- #1
grimTesseract
- 4
- 0
Homework Statement
Given the following quadric surfaces:1. Classify the quadric surface.
2. Find its reduced equation.
3. Find the equation of the axes on which it takes its reduced form.
Homework Equations
The quadric surfaces are:
(1) ##3x^2 + 3y^2 + 3z^2 - 2xz + 2\sqrt{2}(x+z)-2 = 0 ##
(2) ##2x^2 + 2y^2 -z^2 -2xy -2xz -4yz + 2x + 2y +10z -7 = 0 ##
(3) ##x^2 + y^2 -2 z^2 + 2xy -3 \sqrt{2}x +3 \sqrt{2}y = 0##
The Attempt at a Solution
I was able to classify (1) and (3) as an ellipsoid and a hyperbolic paraboloid, respectively. However, the characteristic polynomial of (2) has decimal roots and I wasn't able to continue past that... Wolfram Alpha tells me it should be a two-sheeted hyperboloid.However, I do not know how to compute the 2nd or 3rd parts of my problem. I'm sure it will emerge from the work I've already done, so I include my methodology:
I found the eigenvalues of the matrix associated to the quadric form. In the case of (1) these were ##2, 3, 4## with the associated eigenvectors ##(1,0,1),(0,1,0),(-1,0,1)## respectively.

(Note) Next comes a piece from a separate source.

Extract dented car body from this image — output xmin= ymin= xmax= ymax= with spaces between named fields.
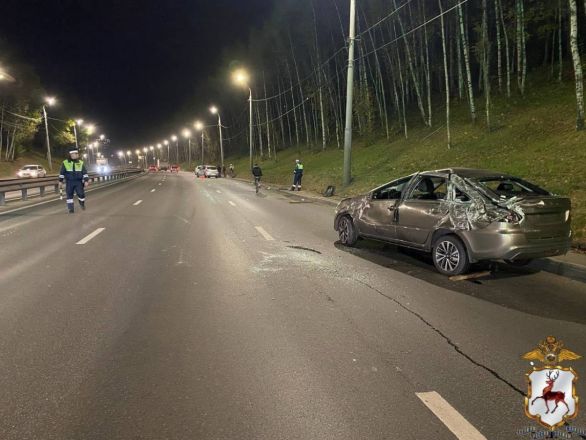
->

I normalized these, and my basis became ##(\frac{1}{\sqrt2}, 0, \frac{1}{\sqrt2}), (0, 1, 0), (\frac{-1}{\sqrt2}, 0, \frac{1}{\sqrt2})##. Not sure how to proceed from here. Knowing that the determinant of the original matrix was nonzero, I was able to deduce this was an ellipsoid from the signs of the eigenvalues and of the lower order terms.
In the case of (3), the eigenvalues are ##-2, 2, 0## and the normalized eigenvectors are ##(0, 0, 1), (\frac{1}{\sqrt2}, \frac{1}{\sqrt2}, 0), (\frac{-1}{\sqrt2}, \frac{1}{\sqrt2}, 0) ##. These are the columns of my invertible matrix ##Q## and I calculated ##Q^TB##, where ##B## is the matrix of the coefficients of my lower order terms. I was again able to deduce from a list of properties that this is a hyperbolic paraboloid.
And yet now I'm stuck. All help appreciated.